La storia del rapporto della nostra organizzazione con la crisi ucraina inizia, appunto, con una missione formativa di PFA (psychological first aid) in Polonia, nella cittadina di Chelm, sul confine con l’Ucraina in collaborazione con la Fondazione AVSI. Il primo intervento è stato effettuato su volontari che si occupavano della gestione del gran flusso di rifugiati che in quel momento passavano il confine. Successivamente, poche settimane dopo, i nostri operatori hanno eseguito la prima missione di need assesment nella città di Lviv, in Ucraina, e hanno selezionato 5 centri di accoglienza per IDP (internal displaced people). In questi centri Resilience ha eseguito un programma di formazione in 4 missioni sul parenting in wartime e sulla gestione delle famiglie rifugiate in un centro di accoglienza. Da questa esperienza è nato un manuale pubblicato con la Fondazione AVSI e l’ente finanziatore, la Fondazione Van der leer.
Terminato questo intervento gli operatori di Resilience hanno svolto un progetto formativo su psicologi operanti a Kiev.
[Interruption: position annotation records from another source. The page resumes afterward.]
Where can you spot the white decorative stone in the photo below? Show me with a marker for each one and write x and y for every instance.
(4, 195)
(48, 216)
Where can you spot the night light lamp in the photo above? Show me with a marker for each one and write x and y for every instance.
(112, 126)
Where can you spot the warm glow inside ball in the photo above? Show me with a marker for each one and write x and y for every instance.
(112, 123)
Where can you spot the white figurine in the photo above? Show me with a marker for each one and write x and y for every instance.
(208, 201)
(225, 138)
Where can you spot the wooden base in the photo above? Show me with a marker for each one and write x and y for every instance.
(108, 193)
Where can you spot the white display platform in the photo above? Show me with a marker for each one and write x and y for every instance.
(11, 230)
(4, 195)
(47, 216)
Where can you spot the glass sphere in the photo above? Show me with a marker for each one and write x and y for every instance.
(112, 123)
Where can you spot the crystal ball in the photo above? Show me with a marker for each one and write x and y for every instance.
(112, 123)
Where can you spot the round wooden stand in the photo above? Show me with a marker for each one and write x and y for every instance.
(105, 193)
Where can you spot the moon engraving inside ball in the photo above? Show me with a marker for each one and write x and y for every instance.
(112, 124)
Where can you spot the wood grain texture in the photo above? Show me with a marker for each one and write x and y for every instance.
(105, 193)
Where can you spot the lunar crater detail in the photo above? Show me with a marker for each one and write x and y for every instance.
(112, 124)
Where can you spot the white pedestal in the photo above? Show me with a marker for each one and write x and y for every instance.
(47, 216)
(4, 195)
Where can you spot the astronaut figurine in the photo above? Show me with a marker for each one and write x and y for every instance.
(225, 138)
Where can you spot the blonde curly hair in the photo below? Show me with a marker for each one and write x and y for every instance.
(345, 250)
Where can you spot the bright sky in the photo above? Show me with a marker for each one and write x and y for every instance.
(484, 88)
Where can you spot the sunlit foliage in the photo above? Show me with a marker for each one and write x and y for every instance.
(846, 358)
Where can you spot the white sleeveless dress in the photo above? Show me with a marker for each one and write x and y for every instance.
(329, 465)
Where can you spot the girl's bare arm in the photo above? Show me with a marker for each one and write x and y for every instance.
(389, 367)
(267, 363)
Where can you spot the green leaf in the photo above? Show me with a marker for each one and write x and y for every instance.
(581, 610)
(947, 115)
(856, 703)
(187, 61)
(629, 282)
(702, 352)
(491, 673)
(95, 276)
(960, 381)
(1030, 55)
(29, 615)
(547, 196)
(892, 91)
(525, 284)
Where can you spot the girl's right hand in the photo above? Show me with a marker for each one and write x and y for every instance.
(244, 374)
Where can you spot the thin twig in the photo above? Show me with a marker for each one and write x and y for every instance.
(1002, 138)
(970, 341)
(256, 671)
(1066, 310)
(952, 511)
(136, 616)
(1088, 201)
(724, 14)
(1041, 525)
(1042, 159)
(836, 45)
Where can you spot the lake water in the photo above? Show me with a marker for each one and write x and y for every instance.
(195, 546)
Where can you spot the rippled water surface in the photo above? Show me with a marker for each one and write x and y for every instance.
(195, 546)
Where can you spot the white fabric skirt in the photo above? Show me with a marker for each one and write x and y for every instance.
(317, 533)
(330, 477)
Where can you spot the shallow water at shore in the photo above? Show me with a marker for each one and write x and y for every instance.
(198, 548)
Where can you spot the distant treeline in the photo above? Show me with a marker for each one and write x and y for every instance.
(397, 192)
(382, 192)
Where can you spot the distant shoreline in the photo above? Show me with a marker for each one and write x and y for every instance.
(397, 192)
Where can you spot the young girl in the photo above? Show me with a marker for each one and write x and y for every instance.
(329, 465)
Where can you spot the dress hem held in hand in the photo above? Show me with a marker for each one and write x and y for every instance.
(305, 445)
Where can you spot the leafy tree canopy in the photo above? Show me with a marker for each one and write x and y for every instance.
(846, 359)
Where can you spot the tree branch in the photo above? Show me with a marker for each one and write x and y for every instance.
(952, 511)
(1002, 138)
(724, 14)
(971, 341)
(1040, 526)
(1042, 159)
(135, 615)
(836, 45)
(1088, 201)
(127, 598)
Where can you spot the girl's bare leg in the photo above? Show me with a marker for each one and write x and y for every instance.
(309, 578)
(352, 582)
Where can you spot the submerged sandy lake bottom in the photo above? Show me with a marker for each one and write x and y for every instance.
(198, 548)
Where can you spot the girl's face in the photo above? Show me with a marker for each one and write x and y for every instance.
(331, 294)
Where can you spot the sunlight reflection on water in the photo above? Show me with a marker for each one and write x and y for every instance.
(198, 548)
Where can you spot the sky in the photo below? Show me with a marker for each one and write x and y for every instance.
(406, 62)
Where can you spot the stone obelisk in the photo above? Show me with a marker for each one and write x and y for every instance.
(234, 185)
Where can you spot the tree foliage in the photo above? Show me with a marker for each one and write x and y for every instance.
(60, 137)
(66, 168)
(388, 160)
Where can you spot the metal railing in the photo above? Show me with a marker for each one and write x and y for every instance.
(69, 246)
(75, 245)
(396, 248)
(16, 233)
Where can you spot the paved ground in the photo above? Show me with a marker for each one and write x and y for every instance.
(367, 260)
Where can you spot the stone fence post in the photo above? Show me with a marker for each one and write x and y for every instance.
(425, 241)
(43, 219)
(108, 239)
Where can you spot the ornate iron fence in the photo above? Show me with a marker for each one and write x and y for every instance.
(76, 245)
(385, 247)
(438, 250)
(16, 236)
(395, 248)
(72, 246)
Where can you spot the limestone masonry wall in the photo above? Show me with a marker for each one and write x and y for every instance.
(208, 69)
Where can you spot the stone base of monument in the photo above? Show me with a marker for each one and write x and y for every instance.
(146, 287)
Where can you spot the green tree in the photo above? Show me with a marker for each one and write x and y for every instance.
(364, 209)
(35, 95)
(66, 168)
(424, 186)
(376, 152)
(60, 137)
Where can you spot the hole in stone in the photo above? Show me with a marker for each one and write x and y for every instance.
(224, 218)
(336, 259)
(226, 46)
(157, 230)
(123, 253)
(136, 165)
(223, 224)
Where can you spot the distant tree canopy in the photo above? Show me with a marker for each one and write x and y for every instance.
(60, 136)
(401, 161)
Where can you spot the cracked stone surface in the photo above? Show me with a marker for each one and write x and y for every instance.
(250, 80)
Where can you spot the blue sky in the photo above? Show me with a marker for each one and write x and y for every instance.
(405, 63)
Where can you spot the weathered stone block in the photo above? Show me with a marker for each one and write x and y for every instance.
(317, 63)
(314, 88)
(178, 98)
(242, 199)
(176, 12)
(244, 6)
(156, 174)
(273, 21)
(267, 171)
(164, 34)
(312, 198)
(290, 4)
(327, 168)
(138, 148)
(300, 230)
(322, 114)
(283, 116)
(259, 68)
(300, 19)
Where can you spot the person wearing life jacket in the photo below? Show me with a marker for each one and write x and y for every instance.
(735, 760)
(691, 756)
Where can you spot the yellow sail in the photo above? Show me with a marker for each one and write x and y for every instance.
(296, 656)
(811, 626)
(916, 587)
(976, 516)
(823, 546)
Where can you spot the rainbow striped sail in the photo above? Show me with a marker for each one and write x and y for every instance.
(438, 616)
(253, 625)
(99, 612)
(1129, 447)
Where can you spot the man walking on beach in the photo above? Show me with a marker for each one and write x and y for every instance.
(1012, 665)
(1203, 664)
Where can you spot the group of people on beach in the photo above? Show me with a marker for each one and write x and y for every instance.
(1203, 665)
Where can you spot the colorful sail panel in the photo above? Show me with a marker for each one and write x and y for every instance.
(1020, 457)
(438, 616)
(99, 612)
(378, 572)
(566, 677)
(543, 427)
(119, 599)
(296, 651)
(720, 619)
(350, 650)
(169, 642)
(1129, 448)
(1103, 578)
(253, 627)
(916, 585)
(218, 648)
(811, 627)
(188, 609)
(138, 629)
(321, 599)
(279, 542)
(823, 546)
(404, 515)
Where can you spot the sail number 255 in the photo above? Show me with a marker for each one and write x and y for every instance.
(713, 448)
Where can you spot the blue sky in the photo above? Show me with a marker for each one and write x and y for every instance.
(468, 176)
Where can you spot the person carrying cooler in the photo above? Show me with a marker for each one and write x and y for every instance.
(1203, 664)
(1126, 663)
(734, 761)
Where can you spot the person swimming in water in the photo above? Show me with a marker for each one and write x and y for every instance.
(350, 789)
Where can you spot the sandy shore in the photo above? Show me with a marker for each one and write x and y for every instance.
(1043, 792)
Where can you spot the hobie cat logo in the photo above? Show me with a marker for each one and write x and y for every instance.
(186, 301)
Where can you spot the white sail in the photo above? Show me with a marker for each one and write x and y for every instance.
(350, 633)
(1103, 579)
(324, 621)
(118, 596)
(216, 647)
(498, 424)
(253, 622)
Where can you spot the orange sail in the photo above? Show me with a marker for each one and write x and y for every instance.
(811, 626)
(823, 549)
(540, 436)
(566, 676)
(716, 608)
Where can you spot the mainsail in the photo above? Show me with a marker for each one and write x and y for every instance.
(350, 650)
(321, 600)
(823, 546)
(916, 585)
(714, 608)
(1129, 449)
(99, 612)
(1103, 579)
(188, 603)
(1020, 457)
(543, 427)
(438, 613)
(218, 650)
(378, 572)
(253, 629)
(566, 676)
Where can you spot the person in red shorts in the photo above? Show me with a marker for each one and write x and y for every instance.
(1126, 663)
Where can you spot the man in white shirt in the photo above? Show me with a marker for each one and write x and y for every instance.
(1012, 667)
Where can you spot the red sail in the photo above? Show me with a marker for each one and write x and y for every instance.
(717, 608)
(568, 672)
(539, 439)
I temi delle formazioni, trattati nelle 5 missioni finora svolte, hanno riguardato il parenting in wartime, il PTSD, il colloquio clinico con i militari. Sosteniamo organizzazioni locali aiutandole a svilupparsi sia sul fronte dell’organizzazione del lavoro, sia sull’aumento delle conoscenze. Cerchiamo di aggregare realtà che stanno operando sulle problematiche connesse alla guerra: il PTSD nei militari in servizio, la miriade di problematiche psicologiche e psicosociali connesse ai veterani di guerra, alle famiglie, alle vedove, ai molti orfani che questa guerra sta facendo mentre scriviamo queste righe.